In luogo di teorie, mi servirò di esempi, cominciando con quello tipico di Laura Edmunds, figlia d’alto e rispettabile senatore e magistrato americano. In una seduta medianica, in mezzo a un circolo di persone, la signorina medium si rivolse a un greco, il signor Evangelides, e gli parlò in lingua greca, lingua a lei e agli altri presenti sconosciuta. Videsi l’Evangelides farsi pallido, esangue, con l’espressione di un tragico stupore, vacillare e quasi perdere i sensi.
La medium gli aveva annunciato la morte di un figliolo, ch’egli aveva lasciato in patria e credeva in perfetta salute.
Assai giorni dopo, una lettera dalla Grecia confermava la luttuosa novella.
Prima di tutto, Laura ignorava l’idioma greco.
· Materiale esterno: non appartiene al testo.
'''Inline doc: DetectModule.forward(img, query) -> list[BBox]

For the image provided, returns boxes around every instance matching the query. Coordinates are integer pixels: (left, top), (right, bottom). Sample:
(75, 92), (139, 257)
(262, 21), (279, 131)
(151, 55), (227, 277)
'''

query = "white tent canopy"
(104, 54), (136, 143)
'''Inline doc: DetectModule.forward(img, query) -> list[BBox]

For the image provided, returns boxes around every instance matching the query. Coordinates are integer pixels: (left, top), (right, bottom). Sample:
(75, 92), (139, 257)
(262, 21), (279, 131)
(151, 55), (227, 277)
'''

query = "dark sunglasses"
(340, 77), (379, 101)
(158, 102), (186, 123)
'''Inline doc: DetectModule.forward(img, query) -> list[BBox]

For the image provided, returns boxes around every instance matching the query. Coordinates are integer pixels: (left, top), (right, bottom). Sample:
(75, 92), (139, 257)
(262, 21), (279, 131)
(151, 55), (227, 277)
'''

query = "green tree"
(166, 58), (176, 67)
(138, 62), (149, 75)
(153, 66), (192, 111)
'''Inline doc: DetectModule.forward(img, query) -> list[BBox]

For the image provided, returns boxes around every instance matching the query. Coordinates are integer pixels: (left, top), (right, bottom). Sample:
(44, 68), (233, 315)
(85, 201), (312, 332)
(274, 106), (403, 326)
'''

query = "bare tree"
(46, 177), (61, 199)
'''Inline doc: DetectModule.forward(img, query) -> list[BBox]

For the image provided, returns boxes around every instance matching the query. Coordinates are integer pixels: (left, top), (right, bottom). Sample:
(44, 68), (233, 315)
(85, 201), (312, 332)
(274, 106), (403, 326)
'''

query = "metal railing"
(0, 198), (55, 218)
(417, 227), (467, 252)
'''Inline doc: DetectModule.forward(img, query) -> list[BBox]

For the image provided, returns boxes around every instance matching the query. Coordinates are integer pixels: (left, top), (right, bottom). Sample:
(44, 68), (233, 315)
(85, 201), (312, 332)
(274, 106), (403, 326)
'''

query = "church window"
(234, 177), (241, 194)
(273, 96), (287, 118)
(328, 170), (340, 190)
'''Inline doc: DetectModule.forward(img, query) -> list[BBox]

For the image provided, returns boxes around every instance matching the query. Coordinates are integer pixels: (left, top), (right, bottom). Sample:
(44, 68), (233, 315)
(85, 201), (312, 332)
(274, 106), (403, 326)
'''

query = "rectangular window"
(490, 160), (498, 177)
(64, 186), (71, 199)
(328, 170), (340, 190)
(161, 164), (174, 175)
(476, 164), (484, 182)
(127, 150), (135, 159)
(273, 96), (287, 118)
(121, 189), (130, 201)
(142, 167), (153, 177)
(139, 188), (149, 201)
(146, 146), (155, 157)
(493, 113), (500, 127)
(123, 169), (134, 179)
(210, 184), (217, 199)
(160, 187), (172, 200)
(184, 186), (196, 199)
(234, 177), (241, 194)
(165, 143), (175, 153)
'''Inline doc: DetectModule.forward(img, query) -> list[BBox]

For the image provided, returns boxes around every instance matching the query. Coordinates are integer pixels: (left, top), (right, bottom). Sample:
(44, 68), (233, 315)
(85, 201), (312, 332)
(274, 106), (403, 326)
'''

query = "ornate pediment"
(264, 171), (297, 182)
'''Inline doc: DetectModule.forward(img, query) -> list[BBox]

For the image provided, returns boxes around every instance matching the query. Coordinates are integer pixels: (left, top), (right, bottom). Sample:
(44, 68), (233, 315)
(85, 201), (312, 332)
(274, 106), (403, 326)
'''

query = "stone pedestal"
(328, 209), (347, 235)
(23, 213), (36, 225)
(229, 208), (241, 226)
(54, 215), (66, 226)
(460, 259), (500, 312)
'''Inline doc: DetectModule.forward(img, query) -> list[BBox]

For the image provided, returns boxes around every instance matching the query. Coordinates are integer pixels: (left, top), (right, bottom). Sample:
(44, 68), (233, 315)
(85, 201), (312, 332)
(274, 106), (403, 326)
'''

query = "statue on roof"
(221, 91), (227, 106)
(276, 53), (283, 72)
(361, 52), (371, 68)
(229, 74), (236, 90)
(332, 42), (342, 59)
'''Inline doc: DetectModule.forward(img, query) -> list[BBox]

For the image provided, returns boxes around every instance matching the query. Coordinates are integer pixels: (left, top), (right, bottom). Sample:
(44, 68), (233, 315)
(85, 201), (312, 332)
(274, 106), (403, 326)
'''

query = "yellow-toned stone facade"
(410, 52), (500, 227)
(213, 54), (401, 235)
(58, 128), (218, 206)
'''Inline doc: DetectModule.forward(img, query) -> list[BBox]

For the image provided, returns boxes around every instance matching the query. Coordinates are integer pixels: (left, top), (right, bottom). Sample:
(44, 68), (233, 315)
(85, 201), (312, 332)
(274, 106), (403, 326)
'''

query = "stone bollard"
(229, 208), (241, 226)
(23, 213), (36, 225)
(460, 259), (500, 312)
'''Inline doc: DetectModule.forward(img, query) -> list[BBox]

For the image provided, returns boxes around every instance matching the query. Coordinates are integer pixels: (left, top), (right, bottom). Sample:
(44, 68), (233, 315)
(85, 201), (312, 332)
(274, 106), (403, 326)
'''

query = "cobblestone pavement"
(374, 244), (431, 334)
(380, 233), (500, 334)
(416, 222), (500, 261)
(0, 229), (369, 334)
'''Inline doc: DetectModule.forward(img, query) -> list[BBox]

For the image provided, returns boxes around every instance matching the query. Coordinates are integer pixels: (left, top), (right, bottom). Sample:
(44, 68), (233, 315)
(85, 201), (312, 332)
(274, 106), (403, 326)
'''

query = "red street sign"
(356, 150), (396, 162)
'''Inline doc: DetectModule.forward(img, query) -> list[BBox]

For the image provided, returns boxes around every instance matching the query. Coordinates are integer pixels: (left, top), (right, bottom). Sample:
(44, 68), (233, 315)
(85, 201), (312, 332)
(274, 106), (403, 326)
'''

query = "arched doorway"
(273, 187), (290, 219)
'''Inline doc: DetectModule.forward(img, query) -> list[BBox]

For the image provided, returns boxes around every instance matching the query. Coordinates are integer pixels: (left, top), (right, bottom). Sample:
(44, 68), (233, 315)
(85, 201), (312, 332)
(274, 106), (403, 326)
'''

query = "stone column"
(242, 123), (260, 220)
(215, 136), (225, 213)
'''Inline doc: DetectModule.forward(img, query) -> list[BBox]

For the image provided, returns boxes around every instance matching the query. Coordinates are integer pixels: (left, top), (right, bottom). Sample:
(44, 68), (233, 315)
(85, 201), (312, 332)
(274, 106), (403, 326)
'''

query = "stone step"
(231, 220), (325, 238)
Non poteva dunque neppur capire quello che andava dicendo. Se mi ci metto, io posso ben ripetere una frase indiana: ma ignoro quello che significhi e non posso esercitare, sopra di essa, il mio pensiero. Sono un fonografo vivente e null’altro. Conviene quindi escludere che il fenomeno scaturisca dal cervello della medium.
Dunque, la suggestione altrui? Neppure tale ipotesi regge, poiché il signor Evangelides, tranquillo e sereno, non pensava neppure per ombra alla morte del figlio, ch’egli credeva vivo e sano, in mezzo alla famiglia.
Ecco dunque che un medium, sotto l’imperio d’uno spirito, manifesta in lingua sconosciuta un fatto vero, accaduto lontano mille miglia, e da tutti i presenti ignorato.
Altra categoria dei fenomeni, della quale potrei addurre numerosi esempi, presenta indubbia fisionomia spiritica.
Si chiude in una cassetta carta e matita, si suggella la serratura, e poi su quei fogli bianchi si trova una comunicazione scritta con la calligrafia di quel defunto stesso, che s’è annunciato come spirito presente. Mi basti dire un sol caso, dei tanti.
Un ricco e notissimo signore parigino, del quale ora non ricordo esattamente il nome, aveva perduto una figlia adorata. Egli non credeva affatto ai fenomeni medianici; pure, avendo letto qualche cosa sui giornali intorno alla medium Piper, senz’altro partì per l’America del nord, si presentò, sconosciutissimo, alla medium, e senza dirle affatto se si trattasse di figlia, figlio o altro parente, volle tentare la comunicazione, per mezzo della scrittura diretta. Egli stesso provvide la carta bianca, che pose nella cassetta vuota, che poi chiuse con la propria mano, apponendovi i propri sigilli.
Quando la medium affermò essere compiuto il fenomeno, egli dissuggellò la cassetta, e vi trovò una lettera di dieci o dodici righe, contenente espressioni familiari della figlia morta, con la calligrafia identica e la firma consueta. Fra l’altro, nella furia della partenza, egli s’era scordato di munirsi d’autografi della defunta: ma inutile dire che i suoi occhi paterni non ne avevan bisogno per verificare l’identità. Il confronto avrebbe dovuto servire soltanto a convincere gli altri. Appena tornato a Parigi, egli fece fotografare e pubblicò i fac-simili d’una lettera della figlia quand’era vivente, e la lettera scritta dallo spirito. Ho veduto tali riproduzioni: il carattere era di perfetta identità.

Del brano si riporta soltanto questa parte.